Presentation of this award demonstrates the Department of Psychology is moving in the same upward direction as Florida State, signaling to top potential students that it offers education and research training rivaling the best institutions in the world, said Frank Johnson, the department’s chair.
Cougle said the program’s success is directly related to the thoughtful input and design provided by FSU psychology faculty, as well as the outstanding quality of students it has had over the years. Students in the first year of a doctoral program start in a classroom and receive foundational instruction in the nature, assessment, and treatment of mental illness. They also receive training in research methodology and statistics, which prepares them to be productive researchers. While continuing to do coursework over the next year, they begin a two-year practicum at the FSU Psychology Clinic, which provides outpatient mental health services to the greater Tallahassee community.

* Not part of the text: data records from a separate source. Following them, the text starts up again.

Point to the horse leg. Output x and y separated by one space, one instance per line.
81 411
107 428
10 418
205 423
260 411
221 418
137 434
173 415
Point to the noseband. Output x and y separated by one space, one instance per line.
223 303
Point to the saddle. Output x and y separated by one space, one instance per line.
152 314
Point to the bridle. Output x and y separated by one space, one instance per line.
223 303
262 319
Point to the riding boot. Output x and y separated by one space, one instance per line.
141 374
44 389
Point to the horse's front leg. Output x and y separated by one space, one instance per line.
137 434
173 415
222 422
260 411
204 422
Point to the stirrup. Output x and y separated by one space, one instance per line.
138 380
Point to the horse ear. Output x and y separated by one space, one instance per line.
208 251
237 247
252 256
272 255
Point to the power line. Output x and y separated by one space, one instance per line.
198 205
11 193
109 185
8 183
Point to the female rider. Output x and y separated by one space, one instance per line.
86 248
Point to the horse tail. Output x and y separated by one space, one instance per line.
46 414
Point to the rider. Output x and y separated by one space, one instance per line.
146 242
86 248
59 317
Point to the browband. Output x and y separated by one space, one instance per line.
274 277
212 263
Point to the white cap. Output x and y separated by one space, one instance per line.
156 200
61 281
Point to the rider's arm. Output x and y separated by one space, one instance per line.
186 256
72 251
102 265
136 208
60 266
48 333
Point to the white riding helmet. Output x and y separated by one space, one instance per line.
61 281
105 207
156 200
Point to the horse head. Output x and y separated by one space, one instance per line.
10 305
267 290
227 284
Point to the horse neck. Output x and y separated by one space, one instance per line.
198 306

Service in the clinic exposes students to patients from diverse backgrounds and with various conditions, therefore, encouraging application of a variety of therapeutic and assessment techniques, Cougle said. Advanced graduate students may also find themselves working with the clinic’s director, Thomas Joiner, to treat complex cases and those at high risk for suicide. Joiner, FSU’s Robert O. Lawton Distinguished Professor of Psychology, is a preeminent scientist and one of the world’s leading suicide researchers.
“Being exposed to a wide range of psychopathology and severity while training in the clinic was such an invaluable experience, and one unmatched by any other outpatient training programs with which I am familiar,” said Jennifer Hames, a 2015 graduate of the program who is now an assistant clinical professor at the University of Notre Dame.
Having recognized scholars such as Joiner and expansive opportunities to practice are indicators of the Florida State program’s high quality; But its seamless integration of the training in both clinical practice and conducting research makes it truly rare, she said.
“This practicum is unique in that many supervisors are faculty members with active research programs. Supervisors challenge students to think scientifically about clinical work and take a hypothesis-testing approach to assessment and treatment,” Cougle said. “Students have the opportunity to merge science and practice through the use of clinic data for research, and dozens of student-led publications have come out of the clinic.”
Some students learn more than clinical training and research. Each year, one graduate student is selected to serve as the assistant director of the clinic, where they gain experience running a facility.
“In serving as the student assistant director of the clinic, I learned the administrative pieces of running a clinic (e.g. managing a waitlist) while also increasing my exposure to research in a clinical setting,” said K. Jean Forney, now an assistant professor of psychology at Ohio University.
Most students complete additional training outside of the FSU Psychology Clinic and in a variety of specializations. Many opt for clinical and research training through clinics operated by two other FSU faculty members: associate professor Michael Kofler is the founder and director of the Children’s Learning Clinic, which serves children with attention deficit hyperactivity disorder, and distinguished research professor Brad Schmidt directs the Anxiety and Behavioral Health Clinic.
While providing a strong clinical and research foundation, the program also has a supportive and collegial atmosphere, according to Julia Sheffler, now on the research faculty at the FSU College of Medicine.
“I felt I was most often viewed as a future colleague, which I believe helped me grow into that expectation,” she said.
Cougle said recent surveys showed most graduates are still involved in clinical research and evidence-based practice and supervision, furthering the aligned missions of the association and the university.